Future jobs are checked against:

  • The location’s operating hours for the target date
  • The technician’s availability schedule and any exception dates for the target date
  • Existing job assignments on the target date (bay and technician double-booking)
  • The technician’s WIP load on the target date

The one constraint that does not apply to future scheduling is clock-in status. A technician does not need to be clocked in today to be assigned work for next Thursday.

Future scheduling is particularly useful for pre-booking work that arrives with a confirmed return date — a vehicle that needs a part ordered, a job that requires a specialist bay currently occupied, or customer-requested future appointment slots. Santos Body Works in São Paulo regularly pre-books insurance repair work up to two weeks in advance, and the scheduling model ensures that those future commitments are visible and respected when same-day scheduling decisions are made.


What the scheduler does not do automatically

BayWise Scheduler is a decision-support tool, not an auto-planner. It enforces constraints, surfaces conflicts, and makes AI suggestions — but every assignment is confirmed by a human. This is intentional: workshop scheduling requires context that only an experienced advisor has. Which customer called ahead to say they are in a hurry. Which technician is showing signs of fatigue by mid-afternoon. Which job looks simple but has a history of complications on this make and model. The scheduler handles the rules so the advisor can focus on the judgment.

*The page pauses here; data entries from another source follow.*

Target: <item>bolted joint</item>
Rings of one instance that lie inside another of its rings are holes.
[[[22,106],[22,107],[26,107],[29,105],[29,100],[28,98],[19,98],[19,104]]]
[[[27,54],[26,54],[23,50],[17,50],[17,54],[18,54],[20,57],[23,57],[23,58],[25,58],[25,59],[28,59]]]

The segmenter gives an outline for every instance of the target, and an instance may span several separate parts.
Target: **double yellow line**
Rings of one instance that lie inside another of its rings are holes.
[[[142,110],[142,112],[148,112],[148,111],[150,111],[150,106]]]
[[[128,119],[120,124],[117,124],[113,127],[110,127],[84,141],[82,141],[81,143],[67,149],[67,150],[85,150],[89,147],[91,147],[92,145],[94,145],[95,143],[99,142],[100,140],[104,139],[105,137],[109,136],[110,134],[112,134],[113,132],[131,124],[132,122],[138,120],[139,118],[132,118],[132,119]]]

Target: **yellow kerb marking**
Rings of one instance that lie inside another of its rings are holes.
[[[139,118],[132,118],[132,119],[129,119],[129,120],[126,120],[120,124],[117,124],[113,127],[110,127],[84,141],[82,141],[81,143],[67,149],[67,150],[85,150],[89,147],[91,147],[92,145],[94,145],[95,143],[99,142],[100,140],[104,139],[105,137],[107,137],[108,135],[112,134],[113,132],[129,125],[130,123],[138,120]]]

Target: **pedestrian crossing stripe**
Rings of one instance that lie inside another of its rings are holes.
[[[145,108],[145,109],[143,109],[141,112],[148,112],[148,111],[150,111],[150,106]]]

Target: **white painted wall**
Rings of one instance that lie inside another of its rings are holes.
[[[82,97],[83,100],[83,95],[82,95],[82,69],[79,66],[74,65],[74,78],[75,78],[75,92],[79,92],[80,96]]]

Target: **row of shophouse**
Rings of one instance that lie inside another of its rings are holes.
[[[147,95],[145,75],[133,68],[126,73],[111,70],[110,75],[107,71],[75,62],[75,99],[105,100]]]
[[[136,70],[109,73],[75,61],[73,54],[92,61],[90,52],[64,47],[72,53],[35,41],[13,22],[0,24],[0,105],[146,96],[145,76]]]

There are specific situations where the scheduler raises a problem but does not act on it:

When a technician calls in sick. The scheduler does not automatically reassign their jobs to other technicians. It flags the affected jobs as unassigned and highlights the capacity gap. The advisor reviews the jobs, considers who is available, and makes the reassignments.

When a job overruns. If a job takes longer than estimated, the scheduler does not automatically push subsequent jobs back or rebalance the day. It flags the running-over job and highlights any downstream promise time risks. The advisor decides whether to call in another technician, extend the current technician’s shift, or contact affected customers.

When a preferred technician is unavailable. The AI will suggest alternatives, but it will not silently book a different technician without the advisor confirming. If a customer has requested a specific technician and that technician is fully booked, the advisor is shown the conflict and chooses the resolution.

This design reflects a deliberate philosophy. Fully automated rescheduling — the system deciding on its own to move jobs around — creates risk in a workshop environment. A reassignment that looks clean on paper might put the wrong technician on a job that requires specific knowledge of a customer’s vehicle history, or might shift a job to a time slot the customer did not agree to. The scheduler’s role is to make the advisor faster and better informed, not to replace the advisor’s judgment.